335 patients with atrial fibrillation who underwent radiofrequency catheter ablation.

How was the study done?

The researchers reviewed the patients' medical records. All patients had computed tomography performed 3 months after treatment to detect narrowing of the pulmonary veins. Doctors examined the patients 3, 6, and 12 months after treatment.

What did the researchers find?

Eighteen patients developed severe vein narrowing. Some patients with narrowing noticed symptoms that included shortness of breath, cough, chest pain, or coughing up blood. Half of the affected patients had an abnormal chest x-ray, but the abnormalities were frequently misdiagnosed as pneumonia, lung cancer, or blood clots in the lung and incorrect treatment was often given. Correct treatment, which consisted of opening the narrowed veins, led to immediate improvement in most of the patients.
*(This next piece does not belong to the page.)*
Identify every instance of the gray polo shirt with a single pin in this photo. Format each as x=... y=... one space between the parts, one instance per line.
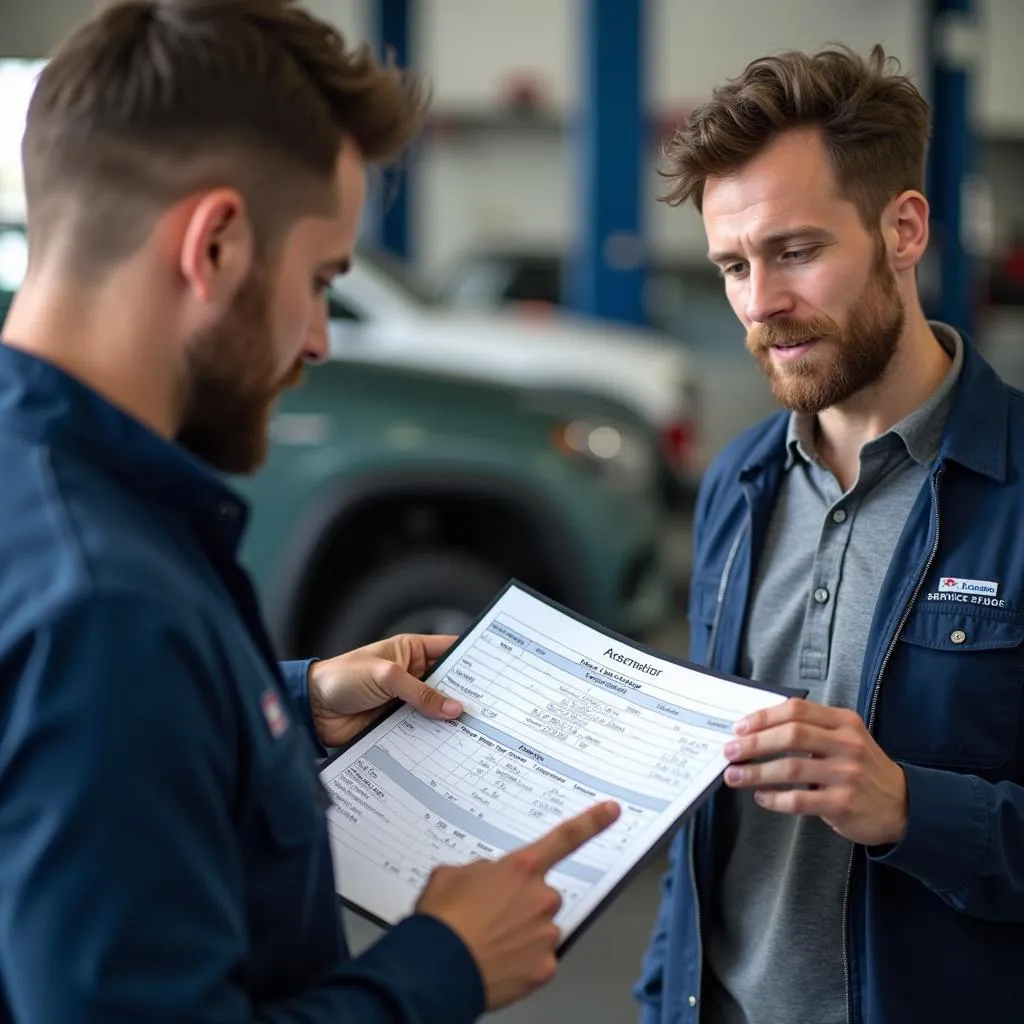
x=774 y=940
What are the limitations of the study?

Since the information came from previous medical records rather than evaluation as events took place, some patients with this complication may have been missed. Also, the number of people studied was relatively small and the true rate of occurrence of this complication may be different from the rate reported by the authors.

What are the implications of the study?

Narrowing of pulmonary veins after radiofrequency catheter ablation of atrial fibrillation is not uncommon but is frequently misdiagnosed. Therefore, doctors must routinely search for this complication and treat it promptly.